Special thanks to @the tinker for this excellent How-To.  I've had the tools to do this for a while now, but never needed to do it.  Well, Ann Arbor this year gave me a girls bike that was a perfect match for my Westfield Paratrooper so it was time to get the hands dirty.  I was challenged by the fact that the fender didn't want to come off so I was going to have to do it with the fender on.  I came up with a mod to my workbench where I could temporarily bolt my pipe vice horizontally on the bench which solved that problem.  I could have done it either way that tink described but I was worried that if I cut off the headtube first, I would have trouble getting it to thread straight when trying to thread from scratch.  I did a test on a junk head tube and turns out I was exactly right, it was skewed horribly.  So I decided to go the long route and use the threads that were there to help me thread it down straight.  Worked awesome, here's a few in progress pictures and a final result.  Thanks tink for an excellent writeup, I referred to it a lot while I was working on this.


----------



## the tinker (Dec 22, 2020)

A question was asked to me recently about re-threading and cutting down forks, so I will clarify it in this post.  The easiest and cleanest way to cut your fork after threading it, is to screw the bearing nut down to where you will make your cut. Use the "flat" of the nut as a guide for your hacksaw blade. Don't be in a hurry, always cut it by hand.  After it's cut to length, don't take the nut off.  Screw the cap nut down a bit. Take a fine flat mill file and slightly , [ very slightly] bevel off any burrs left from cutting,  and knock off the sharp edge on the start of the threads. Back off the nut, it'll clear the threads.
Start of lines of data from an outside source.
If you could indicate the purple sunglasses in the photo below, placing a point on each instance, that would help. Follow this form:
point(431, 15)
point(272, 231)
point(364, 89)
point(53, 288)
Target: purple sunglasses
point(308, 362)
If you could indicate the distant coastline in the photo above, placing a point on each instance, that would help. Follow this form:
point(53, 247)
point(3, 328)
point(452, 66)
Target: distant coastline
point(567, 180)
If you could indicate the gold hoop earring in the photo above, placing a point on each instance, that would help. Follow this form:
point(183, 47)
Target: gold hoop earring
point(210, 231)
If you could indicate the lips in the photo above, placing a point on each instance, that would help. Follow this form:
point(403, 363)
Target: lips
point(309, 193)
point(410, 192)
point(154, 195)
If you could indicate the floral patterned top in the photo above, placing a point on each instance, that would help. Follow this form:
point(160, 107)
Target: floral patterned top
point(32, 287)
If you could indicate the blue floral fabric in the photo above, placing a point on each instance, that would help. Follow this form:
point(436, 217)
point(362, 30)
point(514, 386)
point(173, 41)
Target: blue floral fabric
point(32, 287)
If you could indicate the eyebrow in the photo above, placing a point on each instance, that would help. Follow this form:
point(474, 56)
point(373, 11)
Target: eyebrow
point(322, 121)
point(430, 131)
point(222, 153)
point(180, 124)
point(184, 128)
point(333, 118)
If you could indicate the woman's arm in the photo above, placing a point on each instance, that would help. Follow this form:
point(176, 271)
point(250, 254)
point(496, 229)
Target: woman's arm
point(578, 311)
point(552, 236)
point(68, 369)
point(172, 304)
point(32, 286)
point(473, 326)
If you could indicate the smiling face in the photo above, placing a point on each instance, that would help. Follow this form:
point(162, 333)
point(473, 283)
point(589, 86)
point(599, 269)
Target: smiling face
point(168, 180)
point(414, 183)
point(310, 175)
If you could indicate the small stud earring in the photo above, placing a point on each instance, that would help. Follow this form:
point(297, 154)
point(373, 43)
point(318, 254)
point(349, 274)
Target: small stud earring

You're done.  You don't need to buy any special tools to cut it off. Always re-check your measurement before cutting. It's a good idea to store unused forks with a nut on the end. I've bought lots of forks at swaps with dented ends from careless storage. They have to be re-threaded. I was cutting down a Monark fork today and thought I'd add this info and photos to my old thread.


Thread it.


Mark the length.


Thread the nut down to where you want. Secure in your vise and cut, using the nut as a blade guide. As always, have fun and remember: This is only a hobby and they're only bikes. Make it fun my friends. On double forks, like the twin spring Monark, or forks that have truss rods, cut a like amount off them.


----------



## RustySprockets (Dec 22, 2020)

I've been known to collect hardware from the co-op's scrap pile for this express purpose.  A nut with pitted races does this job just as well.


----------



## frankster41 (Dec 23, 2020)

Great tutorial Dave as I have done the same fixes many times!!!!


----------